Remember Melissa… a very polished and articulate, Director of Public Relations, with years of public relations and public speaking experience. She was asked to deliver the keynote speech at a national conference. Melissa had never spoken to an audience that large, she was completely petrified, and strongly considered delegating that opportunity to someone else. All she focused on was the “what if’s”…what if my mind goes blank, what if I faint on stage, what if I look stupid and incompetent? These fears were so overwhelming that Melissa couldn’t see or appreciate the rewards. She was offered an enormous opportunity to gain greater exposure in her industry and she almost said, “No, thank you”.
After several coaching sessions and a heavy dose of courage, Melissa finally agreed to face the fear and do it anyway. She accepted the offer, delivered a great keynote speech at the conference, and found that none of her “what ifs” came true.

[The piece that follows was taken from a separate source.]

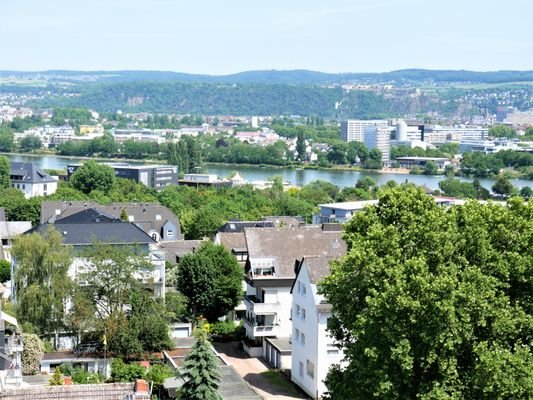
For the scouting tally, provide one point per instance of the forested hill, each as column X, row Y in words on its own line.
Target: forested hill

Confidence is a gift we should give ourselves, and not wait for a positive performance review, an “employee of the month” award, or any other external recognition or validation. Unfortunately, women rely much more on the opinions and actions of others to dictate their level of confidence. Many women need frequent, positive feedback in order to feel confident about their abilities. Some women receive the feedback they need, but many end up waiting for that external validation and put their confidence on hold until they get it.
My client, Jane, has been a successful sales executive for her entire career. She has won every sales award, exceeded every sales quota, and was consistently ranked number one in her territory. She was recognized, rewarded, and celebrated on a regular basis and felt enormously confident…until she started a new job. Jane’s new boss had a much more hands-off, minimal communication type of management style, and Jane suddenly felt very insecure and unsure about her performance. Her confidence was contingent on external validation, and Jane questioned her ability to continue her track record of success. Jane’s sudden lack of confidence was so severe she viewed herself as a failure and considered changing careers, until she figured out a way to measure her own success, reward herself, and encourage herself to set and achieve even greater goals.
My clients are not the only women struggling with confidence and guilty of self-sabotaging behavior. Most of my female clients admit to stomping on the brakes instead of hitting the accelerator at some point in their careers, whether it’s applying for a new job, campaigning for a promotion, or optimizing a golden opportunity.
We don’t regret what we did nearly as much as we regret what we didn’t do, and there is nothing worse than a missed opportunity.
It’s time for women to give up on perfectionism, take a risk, and acknowledge their own efforts so they can bring confidence to the workplace to match their competence.